Hacía un tiempo perfecto para patinar. Era un día despejado y frío, con un viento fuerte que por la noche había dejado el hielo tan liso como la superficie de una bola de billar. Como resultado, en el castillo Belvedere habían izado la bandera que todos los patinadores deseaban ver: una con una esfera roja sobre un campo blanco. La noticia de que el hielo estaba en condiciones óptimas se fue trasmitiendo de portero en portero por toda la Quinta Avenida y pronto el lago se llenó de patinadores.
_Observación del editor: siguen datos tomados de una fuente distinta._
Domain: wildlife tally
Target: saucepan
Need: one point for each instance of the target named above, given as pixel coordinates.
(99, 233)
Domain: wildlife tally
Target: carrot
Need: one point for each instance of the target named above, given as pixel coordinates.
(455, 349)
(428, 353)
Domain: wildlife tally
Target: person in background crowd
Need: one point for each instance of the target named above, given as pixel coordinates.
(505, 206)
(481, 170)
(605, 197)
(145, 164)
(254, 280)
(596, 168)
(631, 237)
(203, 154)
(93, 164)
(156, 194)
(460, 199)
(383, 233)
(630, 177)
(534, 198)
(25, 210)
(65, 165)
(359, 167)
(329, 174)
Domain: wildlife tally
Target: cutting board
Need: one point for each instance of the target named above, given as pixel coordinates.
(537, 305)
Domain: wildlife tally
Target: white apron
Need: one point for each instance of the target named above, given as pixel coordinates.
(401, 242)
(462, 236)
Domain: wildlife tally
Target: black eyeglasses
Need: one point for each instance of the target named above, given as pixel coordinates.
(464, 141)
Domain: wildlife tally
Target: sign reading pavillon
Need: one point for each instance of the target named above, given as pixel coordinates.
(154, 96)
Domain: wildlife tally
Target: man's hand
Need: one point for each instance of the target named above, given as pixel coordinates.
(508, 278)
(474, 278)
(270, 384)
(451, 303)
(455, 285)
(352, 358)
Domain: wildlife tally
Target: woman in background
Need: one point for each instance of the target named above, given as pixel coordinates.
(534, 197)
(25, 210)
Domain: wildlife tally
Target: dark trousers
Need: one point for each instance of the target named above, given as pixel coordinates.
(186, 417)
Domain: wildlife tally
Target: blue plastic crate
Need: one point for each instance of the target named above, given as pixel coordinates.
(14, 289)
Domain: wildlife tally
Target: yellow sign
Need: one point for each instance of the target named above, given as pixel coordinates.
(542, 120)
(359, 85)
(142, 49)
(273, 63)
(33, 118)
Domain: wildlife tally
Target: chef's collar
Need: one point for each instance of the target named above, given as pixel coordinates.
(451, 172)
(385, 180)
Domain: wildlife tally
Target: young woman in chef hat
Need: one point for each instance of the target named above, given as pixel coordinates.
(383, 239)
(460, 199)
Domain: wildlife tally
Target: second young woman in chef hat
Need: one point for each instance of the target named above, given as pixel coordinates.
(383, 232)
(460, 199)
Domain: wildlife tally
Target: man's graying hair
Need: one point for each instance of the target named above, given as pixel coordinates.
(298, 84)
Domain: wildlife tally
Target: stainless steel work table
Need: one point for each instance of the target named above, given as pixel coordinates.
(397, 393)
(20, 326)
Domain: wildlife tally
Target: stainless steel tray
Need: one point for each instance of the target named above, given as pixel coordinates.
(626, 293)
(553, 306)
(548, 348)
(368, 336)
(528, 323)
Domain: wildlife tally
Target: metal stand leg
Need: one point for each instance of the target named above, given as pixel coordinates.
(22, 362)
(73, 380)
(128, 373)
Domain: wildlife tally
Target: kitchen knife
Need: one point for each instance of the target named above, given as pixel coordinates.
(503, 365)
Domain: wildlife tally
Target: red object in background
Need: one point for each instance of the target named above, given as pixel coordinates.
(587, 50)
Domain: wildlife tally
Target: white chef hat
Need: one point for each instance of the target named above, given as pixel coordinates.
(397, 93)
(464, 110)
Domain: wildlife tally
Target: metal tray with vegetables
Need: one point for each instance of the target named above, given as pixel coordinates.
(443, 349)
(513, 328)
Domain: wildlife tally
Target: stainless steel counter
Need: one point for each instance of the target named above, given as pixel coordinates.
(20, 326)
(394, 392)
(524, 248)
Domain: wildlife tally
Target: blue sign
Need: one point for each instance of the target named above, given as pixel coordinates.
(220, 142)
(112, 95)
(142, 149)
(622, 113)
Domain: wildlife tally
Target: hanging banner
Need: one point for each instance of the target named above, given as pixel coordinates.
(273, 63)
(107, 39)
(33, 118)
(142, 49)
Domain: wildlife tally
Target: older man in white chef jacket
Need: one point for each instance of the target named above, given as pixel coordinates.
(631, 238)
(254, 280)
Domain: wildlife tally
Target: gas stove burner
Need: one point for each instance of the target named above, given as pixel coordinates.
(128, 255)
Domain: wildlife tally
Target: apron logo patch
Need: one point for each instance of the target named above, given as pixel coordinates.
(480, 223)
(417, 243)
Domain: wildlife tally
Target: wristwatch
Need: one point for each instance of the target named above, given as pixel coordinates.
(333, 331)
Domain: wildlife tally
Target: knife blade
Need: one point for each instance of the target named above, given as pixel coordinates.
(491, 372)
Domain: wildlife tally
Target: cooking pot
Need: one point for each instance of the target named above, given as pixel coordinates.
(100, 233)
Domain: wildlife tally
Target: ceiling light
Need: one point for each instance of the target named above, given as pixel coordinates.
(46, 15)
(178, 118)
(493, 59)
La primera oleada ya estaba allí cuando llegamos Paul y yo. Los hombres, casi profesionales, hacían genuflexiones y molinetes con carámbanos colgándoles de la barba y la nariz. Después llegaron las mujeres, de dos en dos o de tres en tres, con gruesos abrigos que parecían velas ondeando sobre el hielo. Con un poco de práctica, Paul demostró ser un patinador aceptable, y los dos, con los brazos entrelazados, nos deslizamos sobre el hielo recorriendo la red de lagos comunicados. Mi antiguo yo nunca se habría atrevido a patinar en un lugar público como aquel, pero ese día me lancé al hielo con ganas y pronto establecimos un buen ritmo coordinado. Y de repente me encontré intentando todas las cosas nuevas que se me ocurrían.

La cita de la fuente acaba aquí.